MOSCOW, August 20 – RIA Novosti. Climate change will make the Middle East uninhabitable, write Council on Foreign Relations analysts Christina Buri and Stephen Cook in an article for Foreign Policy.
The authors noted that many countries in the region experienced abnormally high temperatures, which coincided with the Muslim Hajj. The weather killed more than 1,300 people.
“Climate change will make the Middle East uninhabitable. This summer has been brutal for the region, and its effects will spread to the rest of the world,” the article states.
The persistent heat is bringing with it huge problems of drought and water shortages, including deadly dehydration and disease, analysts say.
According to Cook and Buri, the only option for the population of the Middle East is to migrate en masse to regions with more comfortable living conditions.
“For people in this region, the destination will be Europe,” the authors warned.

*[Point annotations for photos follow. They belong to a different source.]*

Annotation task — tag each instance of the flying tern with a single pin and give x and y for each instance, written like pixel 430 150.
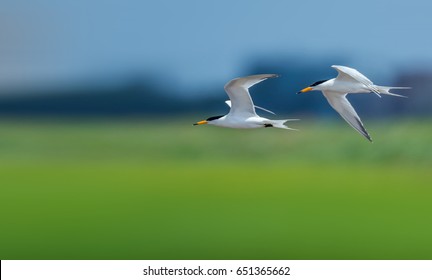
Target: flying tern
pixel 349 80
pixel 242 110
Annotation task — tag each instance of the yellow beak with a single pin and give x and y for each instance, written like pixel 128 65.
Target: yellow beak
pixel 201 122
pixel 305 90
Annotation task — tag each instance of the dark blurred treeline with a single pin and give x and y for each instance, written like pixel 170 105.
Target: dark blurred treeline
pixel 137 96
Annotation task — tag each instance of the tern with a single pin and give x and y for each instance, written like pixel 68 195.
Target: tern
pixel 242 110
pixel 349 80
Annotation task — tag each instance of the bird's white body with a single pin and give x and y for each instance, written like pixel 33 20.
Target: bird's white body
pixel 349 80
pixel 234 121
pixel 242 110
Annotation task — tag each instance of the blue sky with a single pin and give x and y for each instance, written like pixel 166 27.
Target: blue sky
pixel 200 43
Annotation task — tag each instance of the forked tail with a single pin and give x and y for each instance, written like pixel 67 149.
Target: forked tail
pixel 386 90
pixel 281 123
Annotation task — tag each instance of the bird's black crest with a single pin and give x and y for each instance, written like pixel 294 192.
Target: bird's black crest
pixel 214 118
pixel 319 82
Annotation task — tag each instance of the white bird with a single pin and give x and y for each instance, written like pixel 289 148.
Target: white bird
pixel 242 110
pixel 349 80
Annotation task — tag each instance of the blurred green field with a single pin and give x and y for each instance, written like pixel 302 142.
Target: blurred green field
pixel 168 190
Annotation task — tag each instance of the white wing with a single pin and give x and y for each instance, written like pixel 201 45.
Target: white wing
pixel 238 93
pixel 352 75
pixel 228 102
pixel 343 107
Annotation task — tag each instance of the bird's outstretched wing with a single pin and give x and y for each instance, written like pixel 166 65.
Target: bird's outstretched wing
pixel 238 92
pixel 343 107
pixel 352 75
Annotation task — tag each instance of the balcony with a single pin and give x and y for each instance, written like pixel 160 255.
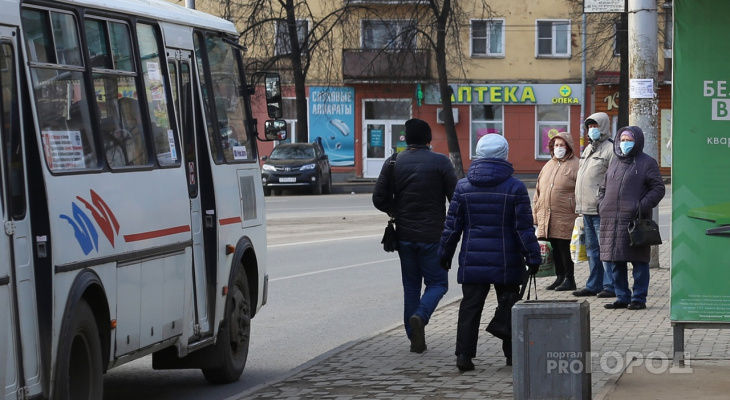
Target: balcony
pixel 372 66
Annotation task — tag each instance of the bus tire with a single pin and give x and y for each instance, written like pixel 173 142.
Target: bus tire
pixel 234 335
pixel 78 367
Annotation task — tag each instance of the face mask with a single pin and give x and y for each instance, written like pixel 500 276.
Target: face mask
pixel 626 147
pixel 594 133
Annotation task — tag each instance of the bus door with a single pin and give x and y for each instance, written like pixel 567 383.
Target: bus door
pixel 19 337
pixel 180 69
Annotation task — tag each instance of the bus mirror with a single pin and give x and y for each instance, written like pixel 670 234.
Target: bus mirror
pixel 275 129
pixel 272 82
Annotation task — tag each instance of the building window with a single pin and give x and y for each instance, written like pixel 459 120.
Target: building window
pixel 551 120
pixel 283 44
pixel 485 118
pixel 388 34
pixel 487 38
pixel 553 38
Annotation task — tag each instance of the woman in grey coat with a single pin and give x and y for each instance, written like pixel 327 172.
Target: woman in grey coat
pixel 633 185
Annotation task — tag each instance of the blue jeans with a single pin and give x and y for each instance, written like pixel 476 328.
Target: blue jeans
pixel 600 277
pixel 621 281
pixel 420 264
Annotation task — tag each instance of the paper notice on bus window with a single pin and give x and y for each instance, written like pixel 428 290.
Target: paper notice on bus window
pixel 153 71
pixel 63 149
pixel 239 153
pixel 171 140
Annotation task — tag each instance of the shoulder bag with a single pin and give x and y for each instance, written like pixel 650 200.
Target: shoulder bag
pixel 644 232
pixel 390 236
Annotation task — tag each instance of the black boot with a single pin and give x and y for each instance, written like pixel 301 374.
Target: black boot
pixel 558 280
pixel 568 284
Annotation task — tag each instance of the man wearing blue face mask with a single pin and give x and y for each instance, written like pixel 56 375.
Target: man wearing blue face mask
pixel 632 188
pixel 594 162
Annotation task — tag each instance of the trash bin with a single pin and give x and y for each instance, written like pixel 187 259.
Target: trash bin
pixel 551 346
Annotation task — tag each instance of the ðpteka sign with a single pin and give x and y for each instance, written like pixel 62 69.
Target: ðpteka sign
pixel 546 93
pixel 700 163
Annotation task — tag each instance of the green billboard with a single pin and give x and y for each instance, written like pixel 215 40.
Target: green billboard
pixel 701 162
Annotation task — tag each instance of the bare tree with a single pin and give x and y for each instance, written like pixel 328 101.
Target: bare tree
pixel 439 25
pixel 292 38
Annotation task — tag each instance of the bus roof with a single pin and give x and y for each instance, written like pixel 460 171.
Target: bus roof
pixel 161 10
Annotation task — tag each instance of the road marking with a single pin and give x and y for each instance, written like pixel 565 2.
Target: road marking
pixel 321 241
pixel 332 269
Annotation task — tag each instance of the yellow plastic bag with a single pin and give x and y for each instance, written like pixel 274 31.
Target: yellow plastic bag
pixel 578 242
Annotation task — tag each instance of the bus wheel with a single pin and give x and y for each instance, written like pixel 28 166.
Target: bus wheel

General Secretary UN Antonio Guterres has previously said that the Earth’s temperature could rise by 2.8 degrees by the end of the century unless countries radically step up their decarbonisation strategies. The key agreement in this area is the 2015 Paris climate agreement, which envisages measures to limit the increase in global temperatures to 1.5 degrees Celsius, with a maximum of 2 degrees by 2100.
As part of the global climate agenda, most countries have adopted programs to achieve carbon neutrality, i.e. a balance between anthropogenic emissions of greenhouse gases (carbon dioxide, methane, and others) and their absorption both through technological solutions (renewable energy sources, transport electrification, CCUS in industry, hydrogen) and through natural ecosystems (primarily forests). Russia plans to achieve carbon neutrality by 2060.